Potential users could be afforded the chance to familiarize themselves with autonomous eVTOLs in controlled and simulated environments, potentially supported by virtual reality. This approach would undoubtedly alleviate embedded concerns and fears surrounding the flight experience. Through deeper interaction with automation in action, perceptions of flying autonomously can gradually change on a larger scale than currently available.

As of the time of writing, the Federal Aviation Administration (FAA) has recently unveiled a blueprint outlining plans to initiate small-scale air taxi operations utilizing existing infrastructure and implementing gradual procedural changes in flight corridors to accommodate the growing eVTOL traffic flowing in multiple directions. Created collaboratively with industry stakeholders and NASA, this blueprint aims to serve as a guideline to support further research endeavors and steps towards implementation. It also seeks to instill confidence among the general public by demonstrating the presence of expert authority driving this solution forward and enhancing mobility for a diverse range of users.

Moreover, attention should be paid to the messaging when promoting and marketing eVTOL services. Emphasizing and educating users about the perceived benefits, such as time and cost savings, as well as enhanced convenience, will be crucial in shaping public perception. The framing of how accessible this mode of transport will be for the general public is likely to shape perception regarding the value proposition of autonomous flight; whether the service benefits a wide social demographic or is limited to the exclusively privileged will influence the extent of both acceptance and resistance to its introduction.

When it comes to the ambitious goal of achieving fully automated air travel, eVTOL manufacturers like Archer and Joby Aviation have recognized the single-piloted model as a practical starting point for scaled operations. However, unlike autonomous cars, the general public is accustomed to entrusting pilots with the safe navigation of aircraft through airspace. Professor Planing raises an important question about whether introducing autonomous flight from the outset would necessarily be met with a high level of apprehension, considering that passengers are often unaware of the extent to which automation controls the aircraft behind the cockpit door.

Assuming significant advancements in regulatory approval and seamless technological integration, the mounting concerns regarding security and safety can gradually subside. At that point, the focus can shift optimistically towards the perceived benefits and advantages of autonomous travel.

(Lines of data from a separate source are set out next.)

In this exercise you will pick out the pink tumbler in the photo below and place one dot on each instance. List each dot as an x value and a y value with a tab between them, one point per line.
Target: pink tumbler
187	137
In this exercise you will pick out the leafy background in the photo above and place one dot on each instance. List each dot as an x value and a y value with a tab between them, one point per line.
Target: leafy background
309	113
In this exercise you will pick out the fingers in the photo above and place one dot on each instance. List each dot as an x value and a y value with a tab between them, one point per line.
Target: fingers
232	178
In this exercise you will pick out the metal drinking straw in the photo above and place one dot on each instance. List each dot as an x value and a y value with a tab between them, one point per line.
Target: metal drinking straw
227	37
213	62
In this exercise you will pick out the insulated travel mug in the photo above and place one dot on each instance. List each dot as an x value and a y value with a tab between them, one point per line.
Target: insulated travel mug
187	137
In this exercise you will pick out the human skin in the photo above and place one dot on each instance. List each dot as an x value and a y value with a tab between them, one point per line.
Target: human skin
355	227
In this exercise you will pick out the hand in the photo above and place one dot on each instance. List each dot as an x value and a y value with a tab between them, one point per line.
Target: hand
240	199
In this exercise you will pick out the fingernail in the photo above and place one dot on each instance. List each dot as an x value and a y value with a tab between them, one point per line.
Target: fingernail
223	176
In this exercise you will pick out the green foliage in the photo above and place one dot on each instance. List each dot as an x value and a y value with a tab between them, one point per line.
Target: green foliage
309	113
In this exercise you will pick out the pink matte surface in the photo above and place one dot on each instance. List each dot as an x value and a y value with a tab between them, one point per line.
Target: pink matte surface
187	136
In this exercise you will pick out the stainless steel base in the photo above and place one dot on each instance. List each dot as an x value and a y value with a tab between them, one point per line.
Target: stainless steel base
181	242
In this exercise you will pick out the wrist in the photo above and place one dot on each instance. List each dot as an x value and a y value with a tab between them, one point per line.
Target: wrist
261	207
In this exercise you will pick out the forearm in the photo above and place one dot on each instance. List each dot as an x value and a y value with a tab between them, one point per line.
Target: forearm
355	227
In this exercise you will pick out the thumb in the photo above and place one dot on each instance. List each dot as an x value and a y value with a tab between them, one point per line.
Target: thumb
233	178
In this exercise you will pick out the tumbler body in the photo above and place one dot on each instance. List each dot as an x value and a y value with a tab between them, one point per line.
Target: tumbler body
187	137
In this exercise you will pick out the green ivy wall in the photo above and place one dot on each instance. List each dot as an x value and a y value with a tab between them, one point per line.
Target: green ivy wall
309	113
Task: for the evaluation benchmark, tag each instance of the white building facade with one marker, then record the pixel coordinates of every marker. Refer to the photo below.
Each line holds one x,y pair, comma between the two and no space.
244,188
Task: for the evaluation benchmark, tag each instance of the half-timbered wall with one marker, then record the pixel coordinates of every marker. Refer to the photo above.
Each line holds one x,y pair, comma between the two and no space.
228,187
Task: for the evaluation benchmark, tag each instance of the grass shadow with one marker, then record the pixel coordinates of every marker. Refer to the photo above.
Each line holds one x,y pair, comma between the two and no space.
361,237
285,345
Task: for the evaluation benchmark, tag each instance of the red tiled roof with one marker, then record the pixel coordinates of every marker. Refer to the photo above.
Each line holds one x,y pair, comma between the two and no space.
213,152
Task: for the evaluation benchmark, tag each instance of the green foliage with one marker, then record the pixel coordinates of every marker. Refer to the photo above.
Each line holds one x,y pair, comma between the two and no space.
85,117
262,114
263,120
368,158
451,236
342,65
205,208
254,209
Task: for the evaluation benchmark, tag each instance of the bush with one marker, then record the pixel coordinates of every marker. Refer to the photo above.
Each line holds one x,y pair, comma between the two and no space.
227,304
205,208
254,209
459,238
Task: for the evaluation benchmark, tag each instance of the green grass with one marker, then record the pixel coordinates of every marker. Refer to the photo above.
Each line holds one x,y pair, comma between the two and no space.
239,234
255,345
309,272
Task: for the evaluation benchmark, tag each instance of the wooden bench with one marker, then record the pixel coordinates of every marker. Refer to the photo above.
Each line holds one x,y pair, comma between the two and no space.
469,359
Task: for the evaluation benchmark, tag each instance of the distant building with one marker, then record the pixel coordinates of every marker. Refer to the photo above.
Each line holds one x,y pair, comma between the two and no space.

Just as the introduction of commercial supersonic flight in 1976 provided passengers with a historic view of the Earth’s curvature at 60,000 feet, the emergence of a new mode of travel that offers enhanced time efficiency, affordability, and personalized flight experiences will undoubtedly evoke a range of emotional responses. Whether it sparks amazement at the democratization of air travel, dictating our schedules on any given day, or triggers residual apprehension about potential system failures, the introduction of autonomous technology in the AAM sector is bound to become a fiercely contested area of opportunity.

The journey towards fully autonomous flight encompasses not only technological and regulatory challenges but also psychological ones. While the anxieties and concerns of passengers and operators are significant, they are not insurmountable. The future success of autonomous implementation has the potential to significantly impact the planning and construction of cities and civil infrastructure worldwide, considering this mode of transportation. By conducting continuous testing, adopting user-centric designs, fostering trust, and demonstrating empathy, the industry can navigate through these psychological obstacles toward a future whre autonomous eVTOLs are as commonplace as hailing a cab.